Further, it is sufficient for the witness to simply testify that he or she
conducted a search for the lost note but could not locate it. See Connelly
v. Matthews, 899 So. 2d 1141, 1143 (Fla. 4th DCA 2005) (finding that
section 673.3091(1)(c), Florida Statutes, was satisfied with testimony that
the document was lent for purposes unrelated to the case). Other courts
have also held the same. See Boumarate v. HSBC Bank USA, N.A., 172 So.
3d 535, 537 (Fla. 3d DCA 2015) (there is no statutory requirement for the
bank to establish “exactly when, how, and by whom the note was lost.”);
Deakter v.
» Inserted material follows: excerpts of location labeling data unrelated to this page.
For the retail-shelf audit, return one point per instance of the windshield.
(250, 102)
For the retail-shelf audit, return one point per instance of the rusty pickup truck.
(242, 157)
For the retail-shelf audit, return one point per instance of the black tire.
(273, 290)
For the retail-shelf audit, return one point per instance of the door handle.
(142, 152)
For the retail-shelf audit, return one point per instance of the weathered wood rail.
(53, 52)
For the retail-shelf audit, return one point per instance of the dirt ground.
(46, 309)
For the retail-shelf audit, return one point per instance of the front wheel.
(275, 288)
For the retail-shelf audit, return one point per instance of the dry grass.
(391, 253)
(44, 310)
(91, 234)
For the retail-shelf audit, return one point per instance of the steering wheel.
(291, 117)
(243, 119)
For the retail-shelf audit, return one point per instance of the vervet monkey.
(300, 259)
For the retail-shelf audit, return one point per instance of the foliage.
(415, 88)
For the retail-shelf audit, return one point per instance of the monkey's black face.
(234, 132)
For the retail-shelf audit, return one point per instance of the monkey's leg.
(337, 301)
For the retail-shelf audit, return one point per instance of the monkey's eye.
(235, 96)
Menendez, 830 So. 2d 124, 127 (Fla. 3d DCA 2002) (stating that
the party seeking to enforce a promissory note “stated under oath that the
. . . note was either inadvertently destroyed or lost, which is all the statute
requires.”).
Based on the unrebutted testimonial and documentary evidence
introduced at trial, the Bank met its statutory burden of proof and is
entitled to enforcement of its lost note and a judgment of foreclosure.
Accordingly, we reverse the judgment in favor of the Borrowers and
remand for entry of judgment of foreclosure in favor of the Bank.
Reversed and remanded.
GROSS and KLINGENSMITH, JJ., concur.
* * *
Not final until disposition of timely filed motion for rehearing.